Putting 45degrees into any example gives the max range.
http://www.convertalot.com/ballistic_trajectory_calculator.html (http://www.convertalot.com/ballistic_trajectory_calculator.html)

Heres the numbers. Taking off on level ground at 6m/s at 45° results in a range of 3.66m, or close to 10'. Do the same jump (6m/s) at a height of 6m (around 20') at 45° your range is 6.87m, a significant improvement. However, taking off with a velocity of 6m/s from 6m high at an angle of 26° results in a range of 7.58m, a more significant improvement, especially when your vertebrae are at stake. So, assuming he made an ideal jump at ground level, of 10' range from 45°, with the same power in his legs and with the same running start, the optimal angle from the roof is not 45°. It's close to 26°. The higher you get, the optimal angle for range gets farther and farther from 45° and closer to 0°. 45
Putting 45degrees into any example gives the max range.
This is wrong. I'm just saying. Change the Y_{o} and the optimal angle for range will change. I promise.

Interesting.
My examples were all for higher speeds. As you say, once the speeds get low, the departure from 45 gets more and more noticeable. Well well!
Those 'cheat' numerical methods are great value.
I tried to do it analytically but it ends up with a solution to a quadratic which you then have to differentiate to find a maximum. It's triv for h=0 but for any other value there are too many trig functions and too little time or confidence in my ability to do chains of manipulation.

If the pool is twenty feet away (just to make it easier I'll convert it to meters) That is approximately 6.1m
Gravity pulls you down at a rate of 9.8 m/s^2
If you jump one meter into the air upon departure then you have 7.1 meters until you hit the ground... Giving you .76 seconds before you will hit the ground.
Assuming that you are one meter from the building before you start to drop, you have 5.1m to go in .76 seconds.

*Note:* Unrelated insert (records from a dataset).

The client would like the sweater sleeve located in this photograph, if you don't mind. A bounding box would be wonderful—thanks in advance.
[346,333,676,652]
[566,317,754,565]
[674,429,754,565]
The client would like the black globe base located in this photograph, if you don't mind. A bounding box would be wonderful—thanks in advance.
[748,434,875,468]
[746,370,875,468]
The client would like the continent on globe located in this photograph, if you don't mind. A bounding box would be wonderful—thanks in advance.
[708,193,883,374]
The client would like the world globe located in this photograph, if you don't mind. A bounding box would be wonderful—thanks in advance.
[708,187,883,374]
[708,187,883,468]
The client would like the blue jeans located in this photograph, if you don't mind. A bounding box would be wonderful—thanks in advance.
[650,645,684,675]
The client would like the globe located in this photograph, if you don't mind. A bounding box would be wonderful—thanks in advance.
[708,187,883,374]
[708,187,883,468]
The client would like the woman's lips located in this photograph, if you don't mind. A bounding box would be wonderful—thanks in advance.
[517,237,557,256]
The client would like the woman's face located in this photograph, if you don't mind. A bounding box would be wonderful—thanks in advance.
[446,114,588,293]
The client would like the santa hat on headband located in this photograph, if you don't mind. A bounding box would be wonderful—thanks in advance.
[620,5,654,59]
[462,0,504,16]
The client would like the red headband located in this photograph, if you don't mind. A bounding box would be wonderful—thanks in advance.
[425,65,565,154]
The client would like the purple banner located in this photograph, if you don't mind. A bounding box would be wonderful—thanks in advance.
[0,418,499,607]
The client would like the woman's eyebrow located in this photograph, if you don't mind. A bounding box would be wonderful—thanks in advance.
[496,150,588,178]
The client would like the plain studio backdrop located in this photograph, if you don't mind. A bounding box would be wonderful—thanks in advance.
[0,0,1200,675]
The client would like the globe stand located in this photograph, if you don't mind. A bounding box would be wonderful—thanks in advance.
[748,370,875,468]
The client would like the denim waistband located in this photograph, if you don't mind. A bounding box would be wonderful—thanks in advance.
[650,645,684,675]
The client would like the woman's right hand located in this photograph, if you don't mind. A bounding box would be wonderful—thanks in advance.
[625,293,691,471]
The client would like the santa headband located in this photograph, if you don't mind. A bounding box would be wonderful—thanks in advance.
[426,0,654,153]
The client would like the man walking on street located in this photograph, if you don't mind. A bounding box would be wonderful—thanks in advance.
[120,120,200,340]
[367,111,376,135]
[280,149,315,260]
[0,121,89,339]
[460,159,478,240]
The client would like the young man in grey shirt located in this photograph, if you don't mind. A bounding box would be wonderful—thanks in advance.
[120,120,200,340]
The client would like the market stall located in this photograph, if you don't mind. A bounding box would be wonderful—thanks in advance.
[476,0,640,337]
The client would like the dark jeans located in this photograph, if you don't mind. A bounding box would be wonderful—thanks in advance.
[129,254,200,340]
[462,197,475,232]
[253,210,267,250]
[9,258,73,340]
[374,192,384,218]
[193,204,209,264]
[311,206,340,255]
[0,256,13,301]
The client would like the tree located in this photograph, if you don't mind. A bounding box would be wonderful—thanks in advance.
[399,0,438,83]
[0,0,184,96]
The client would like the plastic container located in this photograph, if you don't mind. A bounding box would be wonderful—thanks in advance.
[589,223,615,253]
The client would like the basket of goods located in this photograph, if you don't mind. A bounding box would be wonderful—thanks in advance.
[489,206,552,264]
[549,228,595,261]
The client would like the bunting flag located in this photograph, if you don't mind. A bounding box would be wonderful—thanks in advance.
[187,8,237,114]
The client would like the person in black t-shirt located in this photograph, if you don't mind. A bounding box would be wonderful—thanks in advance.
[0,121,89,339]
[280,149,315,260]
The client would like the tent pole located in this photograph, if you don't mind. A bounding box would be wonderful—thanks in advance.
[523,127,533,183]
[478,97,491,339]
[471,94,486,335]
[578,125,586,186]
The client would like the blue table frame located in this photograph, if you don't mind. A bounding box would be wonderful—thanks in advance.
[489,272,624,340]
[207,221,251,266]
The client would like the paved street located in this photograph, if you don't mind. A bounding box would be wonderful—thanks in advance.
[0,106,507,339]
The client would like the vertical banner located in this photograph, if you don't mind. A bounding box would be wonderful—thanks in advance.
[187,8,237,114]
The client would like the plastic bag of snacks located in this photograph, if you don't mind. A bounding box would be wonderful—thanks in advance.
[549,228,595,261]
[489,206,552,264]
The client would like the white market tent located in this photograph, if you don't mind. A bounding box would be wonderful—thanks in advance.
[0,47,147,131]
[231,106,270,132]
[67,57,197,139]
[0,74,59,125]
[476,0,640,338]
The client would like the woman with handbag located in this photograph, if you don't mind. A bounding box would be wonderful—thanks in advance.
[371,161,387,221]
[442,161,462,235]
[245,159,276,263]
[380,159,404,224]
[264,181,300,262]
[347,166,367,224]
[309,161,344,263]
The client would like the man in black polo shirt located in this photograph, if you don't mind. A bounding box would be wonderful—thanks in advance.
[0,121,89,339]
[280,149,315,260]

This would require you to be going at a rate of 6.7 m/s. (even further to make sure you don't hit the edge of the pool)
And 6.7 m/s is equivalent to 22 f/s which equals 15 miles per hour.
That would give you a four minute mile!
I hope you're athletic [;)]

Due to the Earth being spherical and not flat of infinite extent the path you take is elliptical not parabolic, not very different for long jumpers but you should keep it in mind if you are launching rockets.

At about the age of 11, I had a cliff (about 300ft) at my disposal for a range of activities, including stone throwing. One thing I learned, quickly, was that throwing stones of similar weight from different heights made little, or no, observable difference to their horizontal travel. I satisfied myself (practically) that I knew why, but paid no attention to the maths.
Now, 66 years later, here are all the relevant figures. Aint life surprisin’?